Because of the inherent challenges for achieving accuracy, there are limited studies on the application of this technique to facial imaging in quantification of facial soft tissue changes after surgery, craniofacial assessment, and facial swelling. Mean accuracy has been reported to be approximately 1.25%, with reproducibility being 3.27%.

Moiré fringe projection

This optics-based technique projects a moiré fringe pattern onto the subject and the surface shape is calculated by analyzing the interference between projected patterns from a known point of observation. Moiré fringing is an improvement compared with simple structured light because the pattern used for reconstruction is inherently more granular or dense. In addition, more of the facial profile, especially the topology of the nose, is captured. To capture all of the facial features, up to 5 separate observations are required. Moiré 3D reconstruction suffers the same limitations as structured light because the data acquisition is interspersed with processing and has several other shortcomings including:

•

It significantly increases the time taken to acquire the image. Even with the use of mirrors, each angle has to be acquired separately to avoid unwanted interference across images. In addition, the type of projectors used to project an accurate fringe requires a significant warm-up time and have a residual latency when powering down in comparison with photographic flash.
•

Motion artifacts are inherent and require the use of special compensation algorithms.
•

Careful control of lighting is required to avoid any stray spectral interference with the moiré patterns.

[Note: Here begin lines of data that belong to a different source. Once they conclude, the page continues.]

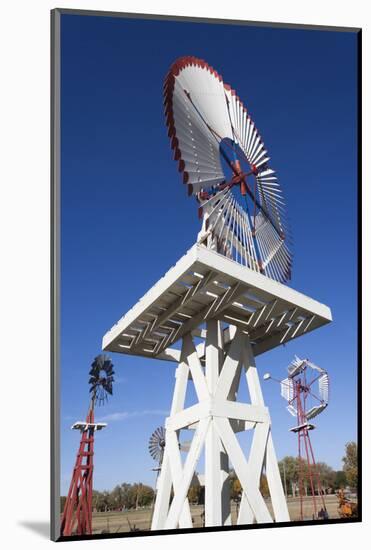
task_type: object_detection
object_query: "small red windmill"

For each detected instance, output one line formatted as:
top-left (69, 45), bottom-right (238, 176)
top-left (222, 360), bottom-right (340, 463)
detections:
top-left (264, 356), bottom-right (329, 520)
top-left (61, 355), bottom-right (114, 536)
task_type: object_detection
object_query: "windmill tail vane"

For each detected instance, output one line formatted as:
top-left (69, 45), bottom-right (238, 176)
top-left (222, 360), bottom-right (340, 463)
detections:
top-left (164, 56), bottom-right (292, 282)
top-left (280, 356), bottom-right (329, 520)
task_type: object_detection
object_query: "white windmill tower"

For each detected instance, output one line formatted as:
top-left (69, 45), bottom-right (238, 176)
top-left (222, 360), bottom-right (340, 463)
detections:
top-left (103, 57), bottom-right (331, 530)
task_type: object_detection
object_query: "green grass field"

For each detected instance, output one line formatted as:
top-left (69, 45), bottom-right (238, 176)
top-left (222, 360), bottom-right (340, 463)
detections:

Although industrial engineering tends to uses moiré fringe projection for scanning inanimate objects, application of this methodology to facial imaging has been mainly limited to laboratory conditions for the assessment of age-related skin changes, facial asymmetry, postoperative facial changes, and normal morphology. To date, there has been little published on accuracy validation from a live patient perspective. The general issue with moiré fringe approach for live human subjects is common with other techniques requiring the projection of precalibrated structured light techniques: speed of capture. Although it has been possible to produce limited research in strictly supervised laboratory conditions, this can often entail the taking of several images of the subject until a workable model is captured. Such a workflow tends to inhibit larger data collection exercises in normal clinical environments because the workflow entailed obstructs the regular business of the clinic ( Fig. 4 ).